Noting that Mr. Comey told the Office of Inspector General that he took that step so that Mr. Trump’s request that he not prosecute Mr. Flynn would be in “the public square,” the report stated that at the time the memo’s contents were revealed, “the FBI had an ongoing investigation of Flynn that included examining Flynn’s contacts with the Russian Ambassador. Comey said he believed disclosing the President’s statement would ‘change the game’ by creating ‘extraordinary pressure on the leadership of the Department of Justice, which [Comey did} not trust,’ to appoint a Special Counsel, who would preserve any potential tapes of his conversations with the President. Comey said his view at the time was that ‘if the world knew there might be tapes of Donald Trump asking me to drop an investigation, there would be tremendous pressure for [the Deputy Attorney General] to hand it to an independent prosecutor.’“
The net effect of this, the report said, was that “Comey placed in the public domain evidence relevant to the investigation of Flynn, and what he clearly viewed as evidence of an attempt to obstruct justice by President Trump. Rather than continuing to safeguard such evidence, Comey unilaterally and without authorization disclosed it to all.”
A Misguided ‘Love’
Asked whether that disclosure wouldn’t negatively affect the FBI just days after he had been forced to step down as its leader, Mr. Comey told the OIG he viewed the issue from a different perspective. He called it one of “ ‘incredible importance to the Nation, as a whole,’ and told us he felt that taking action was ‘something I [had] to do if I love this country…and I love the Department of Justice, and I love the FBI.’ However, Comey’s own, personal conception of what was necessary was not an appropriate basis for ignoring the policies and agreements governing the use of FBI records, especially given the other lawful and appropriate actions he could have taken to achieve his desired end.”
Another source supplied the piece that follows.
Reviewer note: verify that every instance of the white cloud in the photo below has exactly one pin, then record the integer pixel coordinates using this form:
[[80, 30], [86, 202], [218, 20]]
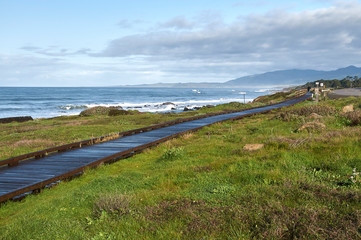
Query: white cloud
[[279, 37]]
In other words, Mr. Comey’s conviction that Mr. Trump behaved like an outlaw who defied the rule of law could not justify his decision to do the same.
Mr. Horowitz’s report went on to explain why: “The responsibility to protect sensitive law enforcement information falls in large part to the employees of the FBI who have access to it through their daily duties. On occasion, some of these employees may disagree with decisions by prosecutors, judges, or higher ranking FBI and Department officials about the actions to take or not take in criminal and counterintelligence matters. They may even, in some situations, distrust the legitimacy of those supervisory, prosecutorial or judicial decisions. But even when these employees believe that their most strongly-held personal convictions might be served by an unauthorized disclosure, the FBI depends on them not to disclose sensitive information.”
It continued, “Former Director Comey failed to live up to that responsibility…were current or former FBI employees to follow the former Director’s example and disclose sensitive information in service of their own strongly held personal convictions, the FBI would be unable to dispatch its law enforcement duties properly.”
The irony of the events that put Mr. Comey on the receiving end of that rejoinder to his citing love of country and bureau to explain his actions was that he had stated in his memoir that it was precisely this concern about disenchanted FBI employees leaking information about the probe of Ms. Clinton’s e-mail server having gotten new life from the unrelated probe of Mr. Weiner’s behavior that prompted him to announce a reopening of that investigation. In the process, the FBI Director helped to swing the election to the man he came to regard as the worst of possible bosses.